So, retreating to our homes it is, to the sanctuaries we’ve created, to home comfort, whilst the world heals. It’s not so bad really is it?
I love my home, its name ‘Mulberry Barn’, conjures up a sketched image you could find in a children’s book. It started out as part of a farm which was later converted 20 years ago into four properties built around a central courtyard. Before that, dairy cows sheltered in what is now our kitchen, hall and living spaces.
When it became ours, after tenuous bidding by my husband who works in sales and just had get a deal, I was more than joyous, I couldn’t believe it was ours.

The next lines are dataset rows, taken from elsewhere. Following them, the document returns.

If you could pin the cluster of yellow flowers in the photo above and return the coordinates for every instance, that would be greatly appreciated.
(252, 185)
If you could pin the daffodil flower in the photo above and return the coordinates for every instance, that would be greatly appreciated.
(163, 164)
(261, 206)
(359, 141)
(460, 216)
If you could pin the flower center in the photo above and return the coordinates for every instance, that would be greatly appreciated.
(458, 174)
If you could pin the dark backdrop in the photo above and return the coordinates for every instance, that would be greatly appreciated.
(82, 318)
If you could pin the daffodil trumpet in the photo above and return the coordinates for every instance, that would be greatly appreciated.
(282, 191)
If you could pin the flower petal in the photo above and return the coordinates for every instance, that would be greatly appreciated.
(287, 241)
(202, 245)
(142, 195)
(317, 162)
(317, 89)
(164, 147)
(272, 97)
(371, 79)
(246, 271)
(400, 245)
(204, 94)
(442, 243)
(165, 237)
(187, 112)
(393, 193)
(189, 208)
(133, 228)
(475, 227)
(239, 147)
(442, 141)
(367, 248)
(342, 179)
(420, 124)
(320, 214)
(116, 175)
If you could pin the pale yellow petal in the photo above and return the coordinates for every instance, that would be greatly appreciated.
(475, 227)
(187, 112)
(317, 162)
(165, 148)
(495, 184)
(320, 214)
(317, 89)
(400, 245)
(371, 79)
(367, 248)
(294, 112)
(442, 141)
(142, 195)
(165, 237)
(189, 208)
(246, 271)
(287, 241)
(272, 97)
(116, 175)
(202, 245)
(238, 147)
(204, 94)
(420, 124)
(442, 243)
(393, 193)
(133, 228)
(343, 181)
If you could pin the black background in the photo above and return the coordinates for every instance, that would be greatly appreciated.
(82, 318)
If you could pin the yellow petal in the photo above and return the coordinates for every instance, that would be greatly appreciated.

We’d come from a square-boxed, new build, which was a lovely starter home, but our new dream house was where our family would begin, and it simply oozed character and quirkiness.
I was just six weeks from giving birth to our first child, the day we moved in. After lifting boxes all day and many trips up and down the stairs, I sank happily into the deep, roll-topped bath full of bubbles to soothe my aching muscles. And then, because of my giant belly, I couldn’t get back out of it!
Later, having been rescued, I laid in bed in our double-height bedroom, transfixed by the feeling of space compared to our old house, I felt we were close to the night sky and floating.
However, the elevated, out-in-the-sticks, climate soon surrounded us and diminished any feeling of calm. It was a stormy, November night and we lay, wide-eyed, senses on full alert to the wind whipping loudly through the eves. We felt sure the house was going to take off, like Dorothy’s in the Wizard of Oz.
I can’t say we’ve ever got used to the wild weather. Since we’ve been here, the kids trampoline has taken flight into the neighbours garden, our pet rabbits escaped from their cage as it blew down the drive and I’ve stopped the patio furniture, just short, of heading through our kitchen window.
Add in the loudest owl, field mice creeping into our walls when chillier nights arrived and a vocal choir of birds performing concerts by dawn, then you get the picture!
The antidote to all the commotion? Beautiful country walks on our doorstep, the most incredible sunsets on a Summer’s evening; fresh eggs, snowy lambs, and three curious alpacas who trot over to say hello, just up the lane from our house.
Inside, the house still has many imperfections; lights never fully work, blinking at us menacingly and Wi-Fi is often a joke resulting in many a family argument. I’m pretty sure we also have a cow ghost and don’t get me started on the size of the spiders we have hiding in the beams, but this house is alive with character and the unique features that make it special.
It’s been our first experience of having an Aga and now I’d never be without one, that warm hug as you enter the kitchen in Winter is just heaven! The rustic brick fireplace and stove is hypnotic when the flames dance between the logs. We’ve added our stamp, several times to the décor, creating a modern cosy, country feel, and my ever-increasing gallery of personal artwork adorns the walls, much to my husband’s despair!
I’m a sucker for patterned notebooks, bright cushions, snug throws, fragrant candles and the collection of vases dotted about, spring flowers spraying forth. As well as my family, these are the ingredients that make our home burst to the brim with comfort.
To get our daily dose of fresh air, whilst on lock-down, the husband has built a pergola in the garden where I’ll be able to go to write, paint, read and listen to the flirting birds, so all is not lost.
Yes, my country walks will be missed, along with coffees and catch-ups, but they aren’t gone forever and thanks to the digital age we are lucky to be able to still communicate.
The sooner we all hunker down, the sooner we get back to the life and community, that by then, I believe we will appreciate so much more. This is our opportunity to be great, get through this and then truly live life to the full.
Until then, get comfortable, and stay safe.